Giter Club home page Giter Club logo

Comments (19)

michaelklishin avatar michaelklishin commented on June 26, 2024

Desired API

We should try hard to support the exact API our REST client has. It has two key benefits:

  • Switching between two clients will be transparent
  • The Bulk API is notoriously hard to get right in languages such as Clojure, that use core data structures (collections, maps) instead of designated classes.

The REST API already has a decent way of representing bulk requests in JSON, which maps ideally to Clojure
data structures. Lets just use that.

Implementation Details

This is for @dsabanin, who's expressed interest in implementing this feature.

Every operation in the native client has a few functions beyond what is exposed in the public API. Namely,
clojurewerkz.elastisch.native includes functions that mirror org.elasticsearch.client.Client

Specifically for this feature, we need a function that will delegate to Client#bulk.

Then there are conversion functions to bulk request and from bulk response in clojurewerkz.elastisch.native.conversion.
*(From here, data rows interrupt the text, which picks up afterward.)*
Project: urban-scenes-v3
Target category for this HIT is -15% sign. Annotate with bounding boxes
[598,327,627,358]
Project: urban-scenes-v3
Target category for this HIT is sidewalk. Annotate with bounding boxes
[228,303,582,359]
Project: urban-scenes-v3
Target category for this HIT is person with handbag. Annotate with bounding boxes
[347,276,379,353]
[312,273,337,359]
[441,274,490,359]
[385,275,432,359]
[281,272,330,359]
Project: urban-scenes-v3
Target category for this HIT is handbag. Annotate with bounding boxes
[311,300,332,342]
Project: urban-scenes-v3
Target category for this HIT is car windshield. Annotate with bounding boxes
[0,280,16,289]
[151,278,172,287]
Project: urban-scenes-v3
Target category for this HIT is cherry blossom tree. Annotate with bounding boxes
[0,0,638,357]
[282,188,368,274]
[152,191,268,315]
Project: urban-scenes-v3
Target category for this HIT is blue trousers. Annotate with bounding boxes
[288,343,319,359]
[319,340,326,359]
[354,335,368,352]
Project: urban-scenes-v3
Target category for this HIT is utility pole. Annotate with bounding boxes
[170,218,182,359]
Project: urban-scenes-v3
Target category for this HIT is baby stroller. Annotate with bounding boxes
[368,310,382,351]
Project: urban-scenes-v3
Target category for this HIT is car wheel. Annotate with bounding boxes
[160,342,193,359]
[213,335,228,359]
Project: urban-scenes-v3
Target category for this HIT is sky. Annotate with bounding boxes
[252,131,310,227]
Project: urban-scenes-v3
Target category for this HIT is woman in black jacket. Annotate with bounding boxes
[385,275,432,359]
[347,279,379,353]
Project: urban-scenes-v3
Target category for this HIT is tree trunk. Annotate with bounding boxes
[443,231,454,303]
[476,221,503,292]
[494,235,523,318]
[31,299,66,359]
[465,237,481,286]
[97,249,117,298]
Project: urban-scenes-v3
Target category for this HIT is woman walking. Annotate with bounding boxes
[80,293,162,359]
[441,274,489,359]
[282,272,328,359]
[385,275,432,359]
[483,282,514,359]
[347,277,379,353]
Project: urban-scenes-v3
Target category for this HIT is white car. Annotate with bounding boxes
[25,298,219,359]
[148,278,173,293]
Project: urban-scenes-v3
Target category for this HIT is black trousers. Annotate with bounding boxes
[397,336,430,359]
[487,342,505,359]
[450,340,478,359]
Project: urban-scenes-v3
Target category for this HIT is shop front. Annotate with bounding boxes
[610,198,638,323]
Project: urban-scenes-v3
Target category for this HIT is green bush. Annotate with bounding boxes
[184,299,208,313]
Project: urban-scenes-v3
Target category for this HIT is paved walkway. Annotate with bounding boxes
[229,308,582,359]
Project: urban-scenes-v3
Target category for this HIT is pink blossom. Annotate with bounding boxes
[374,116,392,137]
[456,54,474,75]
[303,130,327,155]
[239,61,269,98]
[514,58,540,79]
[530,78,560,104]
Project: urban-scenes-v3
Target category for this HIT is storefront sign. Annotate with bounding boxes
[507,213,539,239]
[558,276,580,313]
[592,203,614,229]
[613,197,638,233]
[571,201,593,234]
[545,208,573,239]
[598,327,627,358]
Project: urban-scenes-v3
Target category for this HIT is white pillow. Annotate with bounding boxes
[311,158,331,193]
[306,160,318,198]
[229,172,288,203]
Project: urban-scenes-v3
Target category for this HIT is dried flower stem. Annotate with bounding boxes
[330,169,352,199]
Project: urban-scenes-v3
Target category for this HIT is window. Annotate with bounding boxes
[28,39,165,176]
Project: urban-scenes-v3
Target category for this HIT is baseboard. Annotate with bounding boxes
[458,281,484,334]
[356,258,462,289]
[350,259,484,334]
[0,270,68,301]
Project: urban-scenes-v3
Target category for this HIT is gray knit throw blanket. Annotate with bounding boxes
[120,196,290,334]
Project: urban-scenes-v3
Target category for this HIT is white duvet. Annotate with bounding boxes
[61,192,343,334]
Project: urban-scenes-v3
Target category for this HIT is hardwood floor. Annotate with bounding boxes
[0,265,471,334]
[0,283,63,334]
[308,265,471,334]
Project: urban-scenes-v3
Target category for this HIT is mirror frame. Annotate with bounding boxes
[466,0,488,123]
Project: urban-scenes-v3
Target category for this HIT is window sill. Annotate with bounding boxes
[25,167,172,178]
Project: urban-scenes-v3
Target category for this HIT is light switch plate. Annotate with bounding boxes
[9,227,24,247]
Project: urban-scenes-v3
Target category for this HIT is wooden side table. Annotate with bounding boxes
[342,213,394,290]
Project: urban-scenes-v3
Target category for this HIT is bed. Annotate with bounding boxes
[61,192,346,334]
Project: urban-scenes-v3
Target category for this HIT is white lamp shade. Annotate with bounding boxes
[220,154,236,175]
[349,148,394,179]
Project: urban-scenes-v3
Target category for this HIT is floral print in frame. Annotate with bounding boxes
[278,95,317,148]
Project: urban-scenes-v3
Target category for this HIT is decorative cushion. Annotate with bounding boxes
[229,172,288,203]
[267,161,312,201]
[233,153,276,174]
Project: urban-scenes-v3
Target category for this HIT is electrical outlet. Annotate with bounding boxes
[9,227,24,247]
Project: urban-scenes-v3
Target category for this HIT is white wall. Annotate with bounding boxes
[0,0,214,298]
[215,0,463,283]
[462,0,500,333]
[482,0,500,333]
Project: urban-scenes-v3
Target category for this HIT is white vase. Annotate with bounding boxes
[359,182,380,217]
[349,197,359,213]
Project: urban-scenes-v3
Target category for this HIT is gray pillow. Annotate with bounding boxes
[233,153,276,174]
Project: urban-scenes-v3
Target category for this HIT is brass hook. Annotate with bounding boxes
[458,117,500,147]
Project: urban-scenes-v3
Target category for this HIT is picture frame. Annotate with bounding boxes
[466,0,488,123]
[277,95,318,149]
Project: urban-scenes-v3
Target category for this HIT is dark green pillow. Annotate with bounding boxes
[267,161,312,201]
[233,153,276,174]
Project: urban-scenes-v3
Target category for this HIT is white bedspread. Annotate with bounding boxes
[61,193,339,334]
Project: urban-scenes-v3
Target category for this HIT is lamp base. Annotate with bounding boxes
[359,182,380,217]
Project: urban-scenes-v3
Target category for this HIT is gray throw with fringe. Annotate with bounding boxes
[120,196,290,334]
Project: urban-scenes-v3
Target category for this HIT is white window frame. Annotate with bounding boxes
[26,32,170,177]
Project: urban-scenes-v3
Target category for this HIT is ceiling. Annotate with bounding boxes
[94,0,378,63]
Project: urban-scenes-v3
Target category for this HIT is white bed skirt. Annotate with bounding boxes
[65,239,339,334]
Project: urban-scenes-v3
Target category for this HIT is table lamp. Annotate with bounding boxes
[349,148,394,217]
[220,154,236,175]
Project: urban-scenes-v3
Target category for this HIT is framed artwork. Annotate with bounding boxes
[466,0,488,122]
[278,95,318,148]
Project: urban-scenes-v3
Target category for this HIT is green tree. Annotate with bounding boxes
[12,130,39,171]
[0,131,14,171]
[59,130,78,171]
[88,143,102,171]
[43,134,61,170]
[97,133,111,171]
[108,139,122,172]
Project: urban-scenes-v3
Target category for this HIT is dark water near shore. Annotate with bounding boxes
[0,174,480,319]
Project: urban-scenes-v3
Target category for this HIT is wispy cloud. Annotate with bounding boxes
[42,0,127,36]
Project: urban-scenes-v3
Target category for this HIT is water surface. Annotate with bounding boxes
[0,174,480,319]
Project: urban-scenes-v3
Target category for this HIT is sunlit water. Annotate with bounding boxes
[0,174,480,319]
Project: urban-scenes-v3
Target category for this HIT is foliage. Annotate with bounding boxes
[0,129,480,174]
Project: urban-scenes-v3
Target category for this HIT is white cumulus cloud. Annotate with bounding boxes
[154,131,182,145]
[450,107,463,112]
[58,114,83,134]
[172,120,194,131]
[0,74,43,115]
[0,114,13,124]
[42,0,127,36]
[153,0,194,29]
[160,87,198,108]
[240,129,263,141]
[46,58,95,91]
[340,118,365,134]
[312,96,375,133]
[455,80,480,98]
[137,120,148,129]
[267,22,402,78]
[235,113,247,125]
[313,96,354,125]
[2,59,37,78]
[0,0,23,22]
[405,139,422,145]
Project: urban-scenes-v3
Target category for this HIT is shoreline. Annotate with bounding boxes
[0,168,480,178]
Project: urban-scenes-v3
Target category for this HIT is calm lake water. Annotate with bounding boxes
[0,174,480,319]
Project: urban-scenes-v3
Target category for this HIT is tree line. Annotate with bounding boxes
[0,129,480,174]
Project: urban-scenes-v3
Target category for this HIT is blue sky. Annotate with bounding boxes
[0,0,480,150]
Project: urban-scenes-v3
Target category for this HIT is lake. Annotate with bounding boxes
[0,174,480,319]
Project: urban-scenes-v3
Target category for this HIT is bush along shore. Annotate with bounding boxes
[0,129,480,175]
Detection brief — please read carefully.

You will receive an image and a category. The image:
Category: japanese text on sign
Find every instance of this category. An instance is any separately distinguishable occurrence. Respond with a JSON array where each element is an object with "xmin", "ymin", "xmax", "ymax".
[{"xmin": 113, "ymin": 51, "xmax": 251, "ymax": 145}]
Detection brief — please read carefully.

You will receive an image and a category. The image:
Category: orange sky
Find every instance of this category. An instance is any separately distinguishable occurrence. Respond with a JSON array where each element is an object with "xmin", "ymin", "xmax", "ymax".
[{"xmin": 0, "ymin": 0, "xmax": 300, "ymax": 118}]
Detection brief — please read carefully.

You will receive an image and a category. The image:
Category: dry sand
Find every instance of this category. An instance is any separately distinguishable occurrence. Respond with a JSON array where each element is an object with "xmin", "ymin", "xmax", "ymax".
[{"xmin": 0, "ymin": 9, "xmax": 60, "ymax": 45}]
Finally, there is a function (or several) that will be our public API for bulk requests. It glues everything together.

Since BulkRequest in the ElasticSearch Java client is actually a collection, we'll have to implement conversion
from Bulk API maps to specific request classes. Largely this is what the functions in clojurewerkz.elastisch.native.conversion already do but they don't take just a single map as inputs. One
good way around this is to add a polymorphic function that takes a map and builds the corresponding request
action from it, using the rest of the conversion functions as needed. Sounds like a job for a multimethod.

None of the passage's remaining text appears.